To install the package, first clone or download the repository to your computer. From here on, we will assume that you are cloning using an ssh key as authentification.
$ git clone git@github.com:UTNuclearRobotics/cpp_timer.gitThen navigate into the repo and create a build folder. From this folder we can invoke cmake to compile the library.
$ cd cpp_timer
$ mkdir build && cd build
$ cmake .. && make -jNow that the library is compiled, you should be able to test it out by running the example executable from within the build folder
./exampleNow if you wish to install the library so it can easily be used with other cmake or catkin projects, simply run the command
$ sudo make install CppTimer takes inspiration from the MATLAB builtin functions tic and toc, which can be used to determine the duration of pieces of code. To begin using CppTimer (assuming you have already linked it to your CMake package using find_package(cpp_timer)), simply include the cpp_timer/Timer.h header and create an instance of the class. Once that is done, call the tic and toc methods with a section name to automatically get the duration between the function calls.

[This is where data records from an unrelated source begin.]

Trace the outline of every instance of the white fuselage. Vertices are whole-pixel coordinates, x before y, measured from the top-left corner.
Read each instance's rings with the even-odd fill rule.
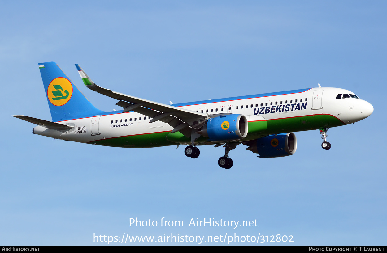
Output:
[[[354,93],[339,88],[316,88],[292,94],[241,99],[230,98],[229,100],[225,98],[221,102],[207,100],[204,104],[194,102],[189,105],[176,105],[211,114],[243,114],[249,122],[323,114],[331,115],[348,124],[363,119],[373,112],[372,106],[366,101],[350,97],[337,99],[339,94]],[[111,112],[107,115],[91,115],[87,117],[58,122],[74,127],[68,131],[38,126],[34,128],[33,132],[63,140],[92,143],[101,139],[168,132],[173,129],[167,123],[161,121],[150,123],[148,117],[134,112]],[[296,129],[292,131],[297,131]]]

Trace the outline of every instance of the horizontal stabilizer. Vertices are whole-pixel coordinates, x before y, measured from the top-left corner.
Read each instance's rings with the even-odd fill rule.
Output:
[[[15,118],[22,119],[24,121],[26,121],[36,124],[38,126],[44,127],[46,128],[50,128],[50,129],[55,129],[57,130],[65,130],[71,129],[74,127],[70,126],[60,124],[58,123],[51,122],[51,121],[45,121],[43,119],[33,118],[32,117],[24,116],[24,115],[12,115],[12,116]]]

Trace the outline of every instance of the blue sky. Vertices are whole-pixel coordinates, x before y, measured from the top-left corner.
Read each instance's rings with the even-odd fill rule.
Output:
[[[0,245],[106,244],[93,242],[94,233],[236,233],[291,235],[295,245],[385,245],[386,5],[0,2]],[[201,147],[193,160],[181,146],[120,149],[33,134],[34,125],[10,115],[51,120],[37,64],[51,61],[104,110],[120,107],[84,87],[74,63],[103,87],[165,104],[319,83],[353,92],[374,111],[330,129],[329,151],[318,131],[296,132],[294,155],[261,159],[240,145],[226,170],[217,164],[222,148]],[[130,226],[136,217],[159,226]],[[184,226],[161,228],[163,217]],[[188,226],[205,218],[259,226]]]

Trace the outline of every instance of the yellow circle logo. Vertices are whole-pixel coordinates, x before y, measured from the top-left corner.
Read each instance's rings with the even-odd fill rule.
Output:
[[[230,123],[228,123],[228,121],[223,121],[221,127],[223,130],[226,130],[230,127]]]
[[[274,138],[270,141],[270,144],[273,147],[276,147],[278,146],[278,139]]]
[[[48,100],[57,106],[61,106],[68,102],[72,95],[71,83],[64,77],[58,77],[51,81],[47,89]]]

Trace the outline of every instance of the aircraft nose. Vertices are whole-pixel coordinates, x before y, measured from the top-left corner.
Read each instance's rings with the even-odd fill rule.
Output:
[[[373,107],[367,101],[365,101],[361,106],[361,114],[364,119],[365,119],[373,112]]]

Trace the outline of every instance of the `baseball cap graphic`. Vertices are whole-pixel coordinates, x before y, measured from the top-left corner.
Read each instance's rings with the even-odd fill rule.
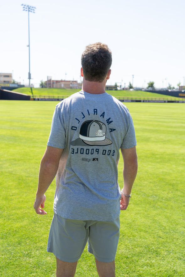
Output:
[[[81,125],[79,137],[89,145],[108,145],[112,141],[106,138],[106,126],[98,120],[88,120]]]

#include "cpp_timer/Timer.h"
int main(){
cpp_timer::Timer timer;
timer.tic("Example");
// Put code to benchmark here
timer.toc("Example");
timer.summary();
}In some cases, a function may have many return statements, and it can be troublesome to remember to put a corresponding toc before each return. To tackle this issue, CppTimer offers a scope based ticker, which automatically calls tic on construction and automatically calls toc on destruction.
int doSomething(int val){
cpp_timer::Ticker t = timer.scopedTic("doSomething");
if (val == 0) return -1;
int error_val = runExpensiveFunction();
if (error_val == 1)
return -1;
else if (error_val == 2)
return 0;
else
return 1;
}There are several macros defined in cpp_timer/Timer.h which allow for less wordy timer initializations. For all of these cases, you must first define a macro TIMER_INSTANCE to indicate which timer is responsible for the function calls. These macros include
TIMER_TIC- Runsticwhere the name of the calling function is automatically detectedTIMER_TOC- Runstocwhere the name of the calling function is automatically detectedSTIC- Stands for Scoped Tic. Creates and automatically names aTickerobject in the current scope
The header also defines TIMER_PTIC, TIMER_PTOC, and SPTIC for cases where TIMER_INSTANCE is a pointer type.

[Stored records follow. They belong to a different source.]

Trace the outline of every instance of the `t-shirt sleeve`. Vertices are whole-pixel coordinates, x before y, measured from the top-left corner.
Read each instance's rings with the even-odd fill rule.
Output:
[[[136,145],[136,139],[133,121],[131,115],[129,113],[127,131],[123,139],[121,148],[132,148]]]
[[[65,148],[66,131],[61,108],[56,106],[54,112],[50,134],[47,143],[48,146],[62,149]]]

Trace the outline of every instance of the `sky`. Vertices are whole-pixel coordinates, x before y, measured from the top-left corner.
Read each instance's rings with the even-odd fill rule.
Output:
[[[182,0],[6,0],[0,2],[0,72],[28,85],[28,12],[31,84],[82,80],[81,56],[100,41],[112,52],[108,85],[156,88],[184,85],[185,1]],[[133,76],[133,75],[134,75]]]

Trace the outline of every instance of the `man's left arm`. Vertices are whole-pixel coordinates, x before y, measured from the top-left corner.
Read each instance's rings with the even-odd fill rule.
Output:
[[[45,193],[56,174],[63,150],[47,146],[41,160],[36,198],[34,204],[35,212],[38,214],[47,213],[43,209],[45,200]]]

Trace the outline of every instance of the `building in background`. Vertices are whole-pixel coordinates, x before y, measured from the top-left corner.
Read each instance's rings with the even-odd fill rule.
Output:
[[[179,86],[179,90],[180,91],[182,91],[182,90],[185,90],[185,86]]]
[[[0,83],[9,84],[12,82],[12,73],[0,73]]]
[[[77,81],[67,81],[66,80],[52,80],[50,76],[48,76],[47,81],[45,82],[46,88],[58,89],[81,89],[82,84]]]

#include "cpp_timer/Timer.h"
#include "my_other_code.h"
static cpp_timer::Timer timer;
#define TIMER_INSTANCE timer
int func(){
// Create a scoped Ticker object
STIC;
// Do some stuff
return 0;
}
int main(){
// Automatically call timer.tic("main")
TIMER_TIC;
// Do some stuff
setup();
func();
cleanup()
// Automatically call timer.toc("main")
TIMER_TOC;
return 0;
}
Finally, when all benchmarking is done, you can print the summary out to the terminal with the summary() function. This summary contains two sections. The first is a detailed breakdown of each function called according to its nested caller-callee relationship to other functions. Identical function calls from different parts of the code will appear separately in this section. The second section is a conglomerate summary of all functions called during the process runtime. Caller-callee relationships are ignored, and so identical function calls are merged together to give an overview of the independent function runtime perforances.

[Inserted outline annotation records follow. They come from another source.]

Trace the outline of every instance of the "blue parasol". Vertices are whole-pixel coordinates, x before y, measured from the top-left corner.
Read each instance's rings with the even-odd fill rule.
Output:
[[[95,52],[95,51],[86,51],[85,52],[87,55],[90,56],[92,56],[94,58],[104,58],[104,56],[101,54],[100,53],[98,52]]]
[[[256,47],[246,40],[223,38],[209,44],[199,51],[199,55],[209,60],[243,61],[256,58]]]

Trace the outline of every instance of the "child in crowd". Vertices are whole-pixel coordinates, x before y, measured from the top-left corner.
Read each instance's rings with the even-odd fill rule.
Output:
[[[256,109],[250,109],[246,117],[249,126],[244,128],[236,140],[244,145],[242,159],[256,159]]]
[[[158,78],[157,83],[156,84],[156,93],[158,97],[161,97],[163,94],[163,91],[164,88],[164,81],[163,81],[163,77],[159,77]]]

The summary function accepts two arguments. The first is the order in which to print the conglomerate summary. The second is the order in which to print the child function calls of each function being timed. These arguments are both of the type cpp_timer::Timer::SummaryOrder and are defined equivalent to
namespace cpp_timer::Timer{
enum SummaryOrder{
BY_NAME,
BY_TOTAL,
BY_AVERAGE,
BY_CALL_COUNT,
BY_CALL_ORDER
};
}